The challenge of organizing the Japan-Calgary Printmakers Exchange Exhibition encompassed limitations that meant the shows that were seen on the two different continents featured a few different works. By and large, the prints in the exchange adhered to traditional two-dimensional formats, a consideration based upon the practical logistics, more than for lack of large-scale mixed media works.
“Limitations of space and funding meant we were restricted in what we could transport overseas,” curator Bill Laing admitted. “I literally had to pack up the art in a single crate. When the first show Japan opened, it was obvious that the technical achievements of our Canadian student printmakers weren’t fully represented because of size restrictions.”
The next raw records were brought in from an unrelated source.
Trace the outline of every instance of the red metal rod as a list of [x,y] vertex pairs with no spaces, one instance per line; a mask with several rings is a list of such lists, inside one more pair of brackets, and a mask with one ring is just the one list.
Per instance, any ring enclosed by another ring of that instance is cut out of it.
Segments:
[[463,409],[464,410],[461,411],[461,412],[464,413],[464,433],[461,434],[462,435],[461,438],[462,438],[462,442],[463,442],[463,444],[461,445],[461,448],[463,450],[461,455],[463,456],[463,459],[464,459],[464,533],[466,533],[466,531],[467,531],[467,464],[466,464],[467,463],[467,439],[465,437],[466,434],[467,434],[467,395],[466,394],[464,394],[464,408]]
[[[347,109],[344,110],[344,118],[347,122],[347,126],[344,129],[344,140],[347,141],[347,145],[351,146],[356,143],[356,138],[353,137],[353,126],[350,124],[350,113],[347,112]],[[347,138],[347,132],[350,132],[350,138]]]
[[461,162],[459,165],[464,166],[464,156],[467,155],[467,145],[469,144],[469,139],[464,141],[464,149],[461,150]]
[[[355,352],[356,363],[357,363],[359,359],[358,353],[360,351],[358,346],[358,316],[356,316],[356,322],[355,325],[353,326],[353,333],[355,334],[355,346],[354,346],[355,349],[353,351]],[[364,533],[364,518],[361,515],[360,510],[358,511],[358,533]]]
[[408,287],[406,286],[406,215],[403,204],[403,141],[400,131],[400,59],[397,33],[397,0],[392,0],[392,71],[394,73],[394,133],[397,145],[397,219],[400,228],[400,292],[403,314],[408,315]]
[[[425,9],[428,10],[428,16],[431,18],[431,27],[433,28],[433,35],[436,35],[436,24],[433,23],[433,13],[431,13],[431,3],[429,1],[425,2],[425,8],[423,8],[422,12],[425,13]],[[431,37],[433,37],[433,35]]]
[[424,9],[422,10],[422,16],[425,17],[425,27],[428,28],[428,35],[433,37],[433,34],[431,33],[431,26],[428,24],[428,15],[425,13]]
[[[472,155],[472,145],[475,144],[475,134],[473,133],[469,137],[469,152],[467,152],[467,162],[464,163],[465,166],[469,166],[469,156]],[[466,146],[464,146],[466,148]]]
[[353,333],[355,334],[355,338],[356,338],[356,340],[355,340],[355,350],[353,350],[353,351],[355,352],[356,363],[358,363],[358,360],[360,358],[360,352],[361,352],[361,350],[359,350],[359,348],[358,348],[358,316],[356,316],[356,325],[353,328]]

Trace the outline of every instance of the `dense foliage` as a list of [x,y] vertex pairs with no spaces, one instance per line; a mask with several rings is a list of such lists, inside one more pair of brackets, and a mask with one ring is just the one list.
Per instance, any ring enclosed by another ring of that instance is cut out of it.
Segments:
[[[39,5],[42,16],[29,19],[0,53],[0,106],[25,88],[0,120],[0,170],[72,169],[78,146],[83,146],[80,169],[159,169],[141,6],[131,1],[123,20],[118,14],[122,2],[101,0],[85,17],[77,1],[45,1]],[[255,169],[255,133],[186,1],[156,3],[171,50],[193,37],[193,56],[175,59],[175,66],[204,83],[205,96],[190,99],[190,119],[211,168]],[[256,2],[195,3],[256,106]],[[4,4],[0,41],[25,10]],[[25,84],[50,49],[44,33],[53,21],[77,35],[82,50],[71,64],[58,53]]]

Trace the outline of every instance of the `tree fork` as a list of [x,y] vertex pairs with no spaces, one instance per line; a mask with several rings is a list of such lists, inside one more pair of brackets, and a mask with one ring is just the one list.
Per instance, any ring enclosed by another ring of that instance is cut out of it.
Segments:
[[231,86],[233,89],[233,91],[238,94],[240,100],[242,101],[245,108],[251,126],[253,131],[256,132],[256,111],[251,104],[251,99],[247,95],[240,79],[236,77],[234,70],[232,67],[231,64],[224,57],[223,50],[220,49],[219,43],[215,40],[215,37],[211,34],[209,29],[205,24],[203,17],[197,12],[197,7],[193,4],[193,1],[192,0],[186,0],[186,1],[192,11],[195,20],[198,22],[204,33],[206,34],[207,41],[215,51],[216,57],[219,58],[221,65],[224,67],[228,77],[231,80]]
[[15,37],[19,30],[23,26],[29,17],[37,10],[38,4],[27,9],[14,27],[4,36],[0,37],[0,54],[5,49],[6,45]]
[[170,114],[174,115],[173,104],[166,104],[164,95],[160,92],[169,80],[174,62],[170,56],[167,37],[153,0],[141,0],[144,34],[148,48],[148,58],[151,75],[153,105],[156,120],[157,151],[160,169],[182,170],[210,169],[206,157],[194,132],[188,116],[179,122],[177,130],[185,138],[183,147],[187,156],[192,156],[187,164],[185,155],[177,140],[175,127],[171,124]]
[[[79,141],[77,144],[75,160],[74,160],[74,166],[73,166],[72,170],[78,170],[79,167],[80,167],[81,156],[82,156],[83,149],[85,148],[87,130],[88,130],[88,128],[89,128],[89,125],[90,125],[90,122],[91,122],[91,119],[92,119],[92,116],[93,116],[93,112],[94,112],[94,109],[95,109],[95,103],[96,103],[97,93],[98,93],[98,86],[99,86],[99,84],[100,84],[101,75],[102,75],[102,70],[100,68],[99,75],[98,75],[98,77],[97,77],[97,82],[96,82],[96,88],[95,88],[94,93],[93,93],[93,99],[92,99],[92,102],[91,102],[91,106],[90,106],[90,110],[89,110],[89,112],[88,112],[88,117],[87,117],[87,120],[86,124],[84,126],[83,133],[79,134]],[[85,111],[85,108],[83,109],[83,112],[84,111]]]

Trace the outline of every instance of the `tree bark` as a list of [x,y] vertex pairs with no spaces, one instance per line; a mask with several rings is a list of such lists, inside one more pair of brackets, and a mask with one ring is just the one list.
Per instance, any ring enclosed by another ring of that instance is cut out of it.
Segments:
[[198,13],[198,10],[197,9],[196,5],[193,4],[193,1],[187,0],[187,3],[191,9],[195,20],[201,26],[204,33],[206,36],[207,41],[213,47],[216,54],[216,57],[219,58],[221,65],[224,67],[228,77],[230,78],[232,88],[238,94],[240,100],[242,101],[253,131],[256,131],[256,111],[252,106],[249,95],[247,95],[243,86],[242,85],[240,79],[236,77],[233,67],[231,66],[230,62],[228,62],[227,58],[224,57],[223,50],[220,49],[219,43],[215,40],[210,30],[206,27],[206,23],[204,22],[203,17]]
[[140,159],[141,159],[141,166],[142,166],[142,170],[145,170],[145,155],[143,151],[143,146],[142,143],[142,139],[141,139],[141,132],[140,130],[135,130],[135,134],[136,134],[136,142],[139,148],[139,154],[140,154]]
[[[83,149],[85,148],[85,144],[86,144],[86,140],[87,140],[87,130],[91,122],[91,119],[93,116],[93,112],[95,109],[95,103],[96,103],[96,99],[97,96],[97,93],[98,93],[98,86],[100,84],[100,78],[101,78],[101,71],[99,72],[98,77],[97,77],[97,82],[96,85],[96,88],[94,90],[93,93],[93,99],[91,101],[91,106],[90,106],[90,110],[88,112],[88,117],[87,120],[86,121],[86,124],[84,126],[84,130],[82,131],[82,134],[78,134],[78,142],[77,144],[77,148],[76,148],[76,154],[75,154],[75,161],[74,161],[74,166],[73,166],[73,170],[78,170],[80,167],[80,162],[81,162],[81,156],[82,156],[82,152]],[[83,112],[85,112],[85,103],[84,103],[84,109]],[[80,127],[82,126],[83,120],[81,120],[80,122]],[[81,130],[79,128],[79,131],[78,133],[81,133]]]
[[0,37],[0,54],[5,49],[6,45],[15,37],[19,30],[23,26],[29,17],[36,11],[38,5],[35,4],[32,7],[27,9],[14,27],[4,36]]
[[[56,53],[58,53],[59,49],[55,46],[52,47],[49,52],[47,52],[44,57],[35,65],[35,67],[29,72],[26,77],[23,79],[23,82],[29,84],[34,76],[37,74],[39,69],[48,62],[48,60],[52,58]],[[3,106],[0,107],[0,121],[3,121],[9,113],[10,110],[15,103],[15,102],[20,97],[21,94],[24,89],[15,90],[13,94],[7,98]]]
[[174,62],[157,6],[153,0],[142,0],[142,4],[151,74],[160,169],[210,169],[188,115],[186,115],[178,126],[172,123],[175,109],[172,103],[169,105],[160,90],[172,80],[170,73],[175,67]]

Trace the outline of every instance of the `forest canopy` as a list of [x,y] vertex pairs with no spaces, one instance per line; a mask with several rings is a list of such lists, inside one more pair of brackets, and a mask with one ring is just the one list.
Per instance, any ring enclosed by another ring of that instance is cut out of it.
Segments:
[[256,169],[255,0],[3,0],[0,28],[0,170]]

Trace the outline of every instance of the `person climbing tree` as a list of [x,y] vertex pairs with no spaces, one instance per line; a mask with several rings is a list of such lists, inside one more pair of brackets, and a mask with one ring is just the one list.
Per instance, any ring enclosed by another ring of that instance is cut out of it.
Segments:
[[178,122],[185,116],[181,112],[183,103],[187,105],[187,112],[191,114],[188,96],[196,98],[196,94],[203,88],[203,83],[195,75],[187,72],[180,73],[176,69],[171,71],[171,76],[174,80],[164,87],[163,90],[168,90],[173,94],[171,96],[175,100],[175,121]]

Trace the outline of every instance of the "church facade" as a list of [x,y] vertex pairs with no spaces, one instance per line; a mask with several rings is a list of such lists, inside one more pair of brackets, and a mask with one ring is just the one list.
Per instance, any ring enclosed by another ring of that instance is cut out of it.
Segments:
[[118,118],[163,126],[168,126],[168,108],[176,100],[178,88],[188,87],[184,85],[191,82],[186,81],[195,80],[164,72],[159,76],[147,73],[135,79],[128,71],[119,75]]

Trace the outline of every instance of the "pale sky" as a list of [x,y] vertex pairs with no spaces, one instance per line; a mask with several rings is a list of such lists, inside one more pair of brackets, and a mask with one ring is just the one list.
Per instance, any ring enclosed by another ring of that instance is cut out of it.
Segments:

The two separate Canadian venues where the exhibition is on, the University of Calgary’s Dean of Fine Arts Gallery and the University Theatre Gallery, both in different blocks of Craigie Hall on campus, allow for the Calgary artists to not only show much larger pieces—works that cannot be simply packed in a narrow crate—but for the form of the prints to break free from traditional two-dimensional representation:
Edwin Herrenschmidt: Integrating Concept with Form
Calgary's Burnt Toast Studio member (Alberta College of Art + Design graduate), Edwin Herrenschmidt utilized bas relief elements in his 2009 mixed media on wood diptych Dreamstate of Consciousness. This remarkable piece illustrates the id as not only separate and a mirror expression of our experience of reality, but impinging upon and shaping it:
- The print features two-panels, one on top of the other, depicting the silhouette of a man. In the lower panel, rendered with opaque ink, the figure appears to be going about his business, walking along a city sidewalk.
- The same man's form is shown upside down and in an altered position, as though 'floating at rest' in the upper panel. This shape is not inked in, but left to reveal the texture of the wood grain underneath it. Only the negative space has been filled with colour and shape.
- The angular forms like columns of a pipe organ or outlines of skyscrapers surrounding the man protrude from the surface of the lower wooden panel toward the viewer, extending the visual space outward.
Eveline Kolijn: Having Your Cake and Eating it Too
ACAD graduate', Eveline Kolijn's playful Coral Kolaidescycle assembled an intricate linocut pattern into a series of printed and folded paper sculptures much like the folded paper ‘fortune-teller’ games which are part of the North American schoolyard. Her sculptures evoke both fractals and origami.
- The first print is displayed without cuts and folds to illustrate the form before the third dimension of depth has been added to it.
- Displayed on plinths in front of the flat print, the three folded sculptures demonstrate a strong circular shape from which printed pyramidal points rise.
- Through this process Kolijn shows how three-dimensional space in sculpture hides the perception of at least part of the materials used in an art piece, an experience akin to loss when the raw material is as beautiful as one of Kolijn’s linocuts.
In this manner, Kolijn’s piece dips into the realm of contemporary process-driven art, without completely submerging.
Takino Akiho: Utilizing Texture to Create Depth through Shadows
Kolijn and Herrenschmidt's work contrasts with the only piece from Japan during the Canadian leg of the tour which added the dimension of physical depth: Forte, 2009, by Takino Akiho from Kyoto City University of Fine Arts, a Polymer Intaglio which utilizes light embossing and stamp-work on a textured fibre surface to create shadows.
Laing did not mention whether the Kyoto and other Japanese gallery venues allowed their student printmakers to extend the vision of their work into other dimensions and process-driven work, but he did express satisfaction with being able to display larger Canadian works in Calgary.
The Japan-Calgary Printmakers' Exchange Exhibition is showing at the University of Calgary Dean of Fine Arts Gallery and Theatre Gallery until April 30th, 2010.